Given the threat posed to Assam’s demography and pressure on land, language and culture, the anti-foreigners’ agitation was launched. In due course, a political party, Asom Gana Parishad, was born out of it which promised to rid Assam of the immigrants. It tasted power twice but the problem remained.
The Assamese had fought for long demanding the updation of the NRC. They believed its updation could only help detect and deport the immigrants. As such, when the Supreme Court in 2013 issued an order to the Centre for the updation of the document, the Assamese had heaved a sigh of relief. They believed they were, at last, going to get something that will protect them.
On the eve of the publication of the updated final NRC, there is a widespread fear among the migrant settlers, particularly Bengali Hindus and Muslims, although it is still under check. The state government said people excluded would not face immediate detention and that they would be given ample opportunities to fight their cases in the Foreigners’ Tribunals.
The government has also announced that it would extend legal help to those excluded free of cost.
Amidst the perception that some elements might try and foment trouble, the state’s Director General of Police (DGP), Kuladhar Saikia, has warned that anyone found taking law into his hands will be dealt with firmly.
“We have taken various measures to maintain peace and communal harmony.
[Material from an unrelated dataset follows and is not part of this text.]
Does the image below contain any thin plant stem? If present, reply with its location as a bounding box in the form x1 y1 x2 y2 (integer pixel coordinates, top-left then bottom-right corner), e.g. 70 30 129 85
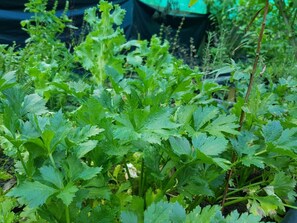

Steps have been also taken to thwart any untoward incidents. If any person tries to take law into his hands, he will be dealt with firmly,” he told reporters.
He said the situation was absolutely “normal” and “under control”.
“We have no apprehension on the law and order front. As people cooperated with us during the publication of the last two drafts of the NRC, there was no incident. We expect similar cooperation from them this time too,” the DGP said.
Stating that the superintendents of police in all districts had already surveyed their areas and assessed vulnerability and sensitivity, he said the police control rooms across the state had been activated and they were working in synergy with the police headquarters and the NRC authorities.
The top cop said the police had also kept a hawk’s eye on social media activities.
The updation of the NRC is a gigantic exercise, said to be the biggest ever under the sun. During the six-year-long exercise, the NRC authorities had to examine over 60 million documents submitted by a little over 3.29 crore applicants.
Ahead of the issuance of forms, they digitized six lakh old pages of four key documents including the 1951 NRC and the voters’ lists of 1961, 1966 and 1971. Each entry in the documents was given a legacy code to establish linkage with parents. They prepared a “family tree” for each household with its head as the legacy person.
The authorities had set up 2,500 NRC Seva Kendras across the state where people went for re-verification of documents. Each NSK was equipped with two laptops, one scanner and a printer. The entire exercise entailed Rs.1,200 crore.